Lame duck Pa. leaders have slots of ideas

Although they're on their way out the door, Pennsylvania Senate leaders David Brightbill (left) and Bob Jubelirer issued Gov. Ed Rendell an ultimatum about reforming the state slots law last week.As I wrote on Saturday, the success or failure to reform Pennsylvania's slots gambling law hinges on two legislative leaders who lost in the May primary.

Senate President Pro Tempore Bob Jubelirer and Senate majority leader David "Chip" Brightbill remain large and in charge, despite their lame-duck status.

As if to affirm it, the pair sent Gov. Ed Rendell a letter that more of an ultimatum last week, telling him they favor passing Senate Bill 862 along with an amendment.

The pair of quakers had 17 points the amendment addresses included in any legislation that is moved forward, according to a copy of an Aug. 2 letter posted on the Web site.
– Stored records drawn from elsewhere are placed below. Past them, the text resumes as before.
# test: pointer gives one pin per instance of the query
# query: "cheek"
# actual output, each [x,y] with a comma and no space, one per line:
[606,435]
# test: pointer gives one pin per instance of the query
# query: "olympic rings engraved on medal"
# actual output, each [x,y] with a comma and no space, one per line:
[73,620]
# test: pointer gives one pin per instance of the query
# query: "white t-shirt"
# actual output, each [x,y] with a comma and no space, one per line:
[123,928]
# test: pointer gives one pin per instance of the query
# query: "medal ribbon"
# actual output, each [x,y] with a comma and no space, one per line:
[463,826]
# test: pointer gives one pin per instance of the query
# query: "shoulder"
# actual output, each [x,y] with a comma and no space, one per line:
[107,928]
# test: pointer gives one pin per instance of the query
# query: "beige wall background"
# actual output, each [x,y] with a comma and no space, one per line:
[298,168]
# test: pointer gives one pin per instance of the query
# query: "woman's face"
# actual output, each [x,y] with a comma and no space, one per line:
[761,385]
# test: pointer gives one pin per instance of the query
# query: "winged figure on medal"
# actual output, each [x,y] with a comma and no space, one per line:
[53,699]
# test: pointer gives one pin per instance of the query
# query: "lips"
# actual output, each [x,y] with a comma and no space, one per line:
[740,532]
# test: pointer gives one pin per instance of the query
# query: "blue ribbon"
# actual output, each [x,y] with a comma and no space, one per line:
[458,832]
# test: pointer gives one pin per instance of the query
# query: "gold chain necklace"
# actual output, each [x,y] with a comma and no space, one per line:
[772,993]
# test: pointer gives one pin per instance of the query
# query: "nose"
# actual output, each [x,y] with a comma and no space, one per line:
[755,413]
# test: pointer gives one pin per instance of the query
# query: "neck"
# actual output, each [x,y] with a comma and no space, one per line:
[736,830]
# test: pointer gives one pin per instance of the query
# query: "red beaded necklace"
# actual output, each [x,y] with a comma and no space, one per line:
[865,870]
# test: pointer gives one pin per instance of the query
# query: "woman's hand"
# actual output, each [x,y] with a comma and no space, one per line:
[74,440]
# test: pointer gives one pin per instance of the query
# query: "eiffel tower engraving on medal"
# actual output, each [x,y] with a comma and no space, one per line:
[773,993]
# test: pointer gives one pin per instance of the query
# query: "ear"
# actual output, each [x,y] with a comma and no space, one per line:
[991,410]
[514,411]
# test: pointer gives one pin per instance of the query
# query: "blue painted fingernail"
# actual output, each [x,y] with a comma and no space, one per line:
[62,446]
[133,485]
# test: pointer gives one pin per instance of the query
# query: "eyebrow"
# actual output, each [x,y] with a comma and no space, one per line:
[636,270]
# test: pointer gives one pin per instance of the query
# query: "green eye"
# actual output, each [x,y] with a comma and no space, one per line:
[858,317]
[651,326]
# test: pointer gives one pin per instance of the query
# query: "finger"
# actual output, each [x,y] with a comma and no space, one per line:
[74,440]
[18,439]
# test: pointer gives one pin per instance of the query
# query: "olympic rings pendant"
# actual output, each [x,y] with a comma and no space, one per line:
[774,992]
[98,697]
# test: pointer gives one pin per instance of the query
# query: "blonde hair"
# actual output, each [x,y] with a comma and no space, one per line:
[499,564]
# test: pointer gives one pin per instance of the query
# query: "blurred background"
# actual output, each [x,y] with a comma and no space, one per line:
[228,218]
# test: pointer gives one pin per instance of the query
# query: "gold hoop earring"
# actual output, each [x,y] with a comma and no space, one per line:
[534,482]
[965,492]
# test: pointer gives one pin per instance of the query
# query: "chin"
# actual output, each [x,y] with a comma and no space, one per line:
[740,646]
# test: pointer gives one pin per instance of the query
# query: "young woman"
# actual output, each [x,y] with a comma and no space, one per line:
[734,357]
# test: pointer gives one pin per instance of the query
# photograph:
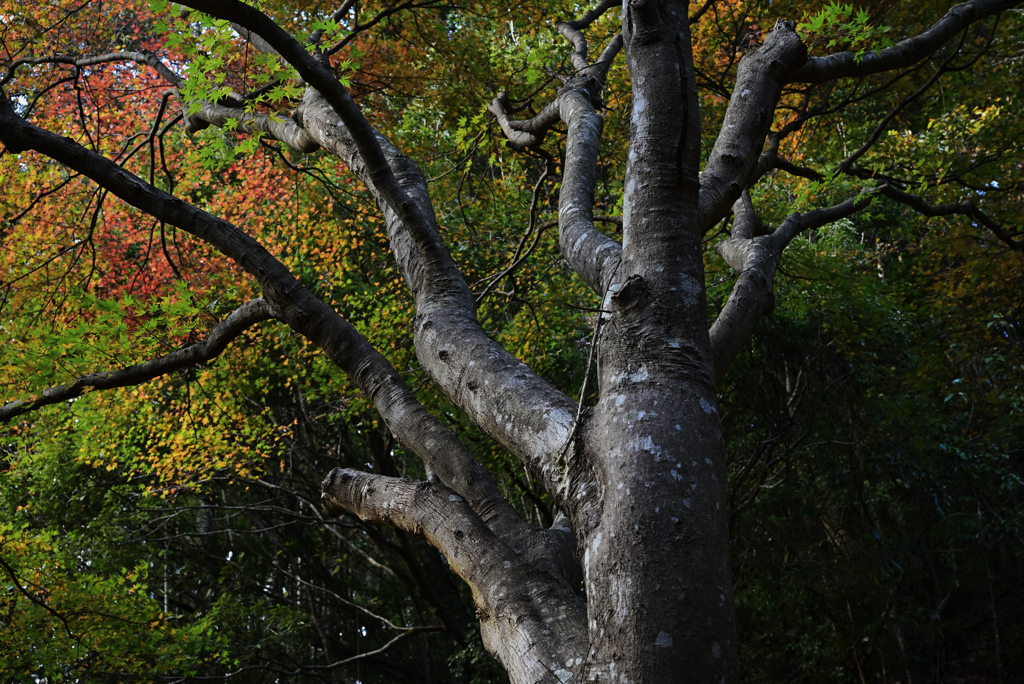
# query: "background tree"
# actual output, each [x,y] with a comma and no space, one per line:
[209,473]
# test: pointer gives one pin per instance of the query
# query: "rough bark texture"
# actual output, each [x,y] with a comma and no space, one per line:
[640,476]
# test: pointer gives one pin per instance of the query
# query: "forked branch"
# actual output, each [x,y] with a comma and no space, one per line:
[229,329]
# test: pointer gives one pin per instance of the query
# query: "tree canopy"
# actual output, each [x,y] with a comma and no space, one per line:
[478,263]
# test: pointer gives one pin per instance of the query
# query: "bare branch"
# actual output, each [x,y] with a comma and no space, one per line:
[593,14]
[755,255]
[882,125]
[748,121]
[291,303]
[245,316]
[523,134]
[273,126]
[590,253]
[318,76]
[141,56]
[966,208]
[904,53]
[530,621]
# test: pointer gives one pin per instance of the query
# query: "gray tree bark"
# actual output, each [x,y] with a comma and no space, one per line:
[632,584]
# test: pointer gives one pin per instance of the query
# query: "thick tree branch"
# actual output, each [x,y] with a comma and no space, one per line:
[528,416]
[532,622]
[904,53]
[893,113]
[272,125]
[294,305]
[748,120]
[140,56]
[754,253]
[245,316]
[523,134]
Among them:

  • Requiring the state Gaming Control Board to adopt a code of conduct and require a conflict of interest review prior to its approval of any of the 14 slots parlor licenses.

  • Subject the board to the state budget process. (It's currently running on money borrowed from other departments.)

  • Require the board to be subject to the state's Sunshine Law, Open Records act and other laws, require it to hold public input hearings and classify any state gaming official to be listed as a "public official" in those laws and prevent them from receiving complimentary services or discounts.

  • Stripping Philadelphia of the right to zone where a slots parlor go and requiring it to give $5 million of its annual local share of slots winning to the city's school district. (I can't say I agree with that one.)

  • All slots parlors would be exempt from local smoking ordinances. (I can't disagree with this one more. It's bad enough the state is running roughshod over local zoning ordinances, but this creates a double-standard.)

  • Prohibit public officials and their immediate families from owning any interest in gaming entities including facilities, manufacturers, and suppliers. (Your Executive Order did not limit investments by family members of Executive Branch personnel.)
"If you are agreeable to these reforms and can provide the specific language you will support and approve to correct the deficiencies, the legislative process can then move forward in developing final consensus and scheduling expeditious action," Brightbill and Jubelirer wrote.

Based on all of that, this could get very interesting.